As I said in my introduction, my children have gone through or they’re about to go through the system. My son is now in university, successfully so. My daughter is in grade 11 this year and she’s doing well. And I attribute that to our teachers and the people that work in the school with her, that have given her the skills, that worked with her, supported her, believed in her. Public education is a cornerstone of our democracy and I can tell you, working in private schools, that public schools in British Columbia deserve more credit than they’ve gotten in the last few years internationally. And my commitment as a trustee is to ensure that that continues and to build on that.

Manfred Hack

I’ve been on the board too of two private schools, and I appreciate the ability to be able to serve there. But again, I just… I look at our children, I look at the education system, and I really believe we need to be involved. We really need to be involved. There are pressures on our children. I thank you for coming, I thank you for coming forward and sharing, thank you.

John Kerr

I started my education in eastern Ontario. Finished high school, became a teacher in 1975 in Mackenzie, British Columbia, in the Prince George school district.
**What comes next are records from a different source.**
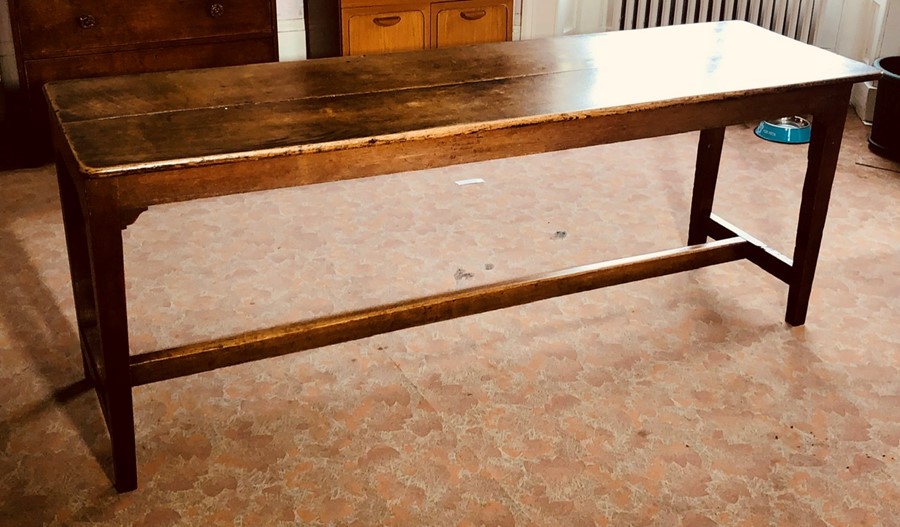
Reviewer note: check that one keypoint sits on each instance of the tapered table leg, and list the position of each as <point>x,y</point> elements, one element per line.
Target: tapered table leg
<point>79,263</point>
<point>94,242</point>
<point>709,152</point>
<point>824,147</point>
<point>107,262</point>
I’ve been teaching grades 2, 4, 5 and 7. I’ve worked as a behaviour resource teacher, with children with behavioural issues. I moved to Sayward, I’ve worked in Sayward, Cortes, Quadra, and the outlying schools. I worked in three other schools in town, two of them dual-track French immersion, so I’ve got a wide experience. British Columbia, by international results, is one of the finest educational systems in the world. I think as a trustee, I want to do my part, to keep our small part of it doing the job that we do so well.

Richard Franklin

I started teaching in 1975. People with grey hair who are grandparents are still calling me Mr. Franklin. So, I’ve been around for a while. My experience with the education system in B.C. has been very good. Like it has been stated by Peter, I think it was, that we have according to international tests, one of the highest functioning school systems in the world. And that is the result of hard work by a lot of people working together to collaborate and produce these incredible results. We’re talking about maybe Finland beating us in math but other than that, we do very very well. And my in is to make the context or the environment one that we can go further in that.

Vanessa MacLean

I had a great public education experience from grade 1 to grade 12 here in Campbell River and that’s part of the reason why I’ve applied for the school trustee position. Because I want to see the same for our future generations. And right now, I do believe our children are in danger of what they are being taught in the schools right now. And again, I will bring it back to SOGI because back in my day, I was not taught these oversexualized things like I’m hearing from parents right now, their children in public schools – one parent talked about their kindergarten child that was actually taught about condoms in kindergarten for their sex education. Like that, to me is very upsetting. I wasn’t taught this kind of stuff until I was in grade 8, and so I just see this oversexualization of our children – and now girls have to fear a boy coming into their locker room and change room and possibly videotaping them or taking pictures of them because of the SOGI policy (interrupted, time was up)

Andrew Beaudin

My remarks are simply about marks. You know our education system today, it doesn’t seem our children are getting marks; it doesn’t seem they’re being marked. I heard that the provincial exams are out the door, and that concerns me. And so I’m just wondering where we’re going from there. Those that have the same concerns, I would just say look into that and maybe we should be writing letters and such and talking to people, to see what you can do to get these things back in order. If we’re not testing our kids, how are we going to know where they’re at? How are their parents going to know where they’re at?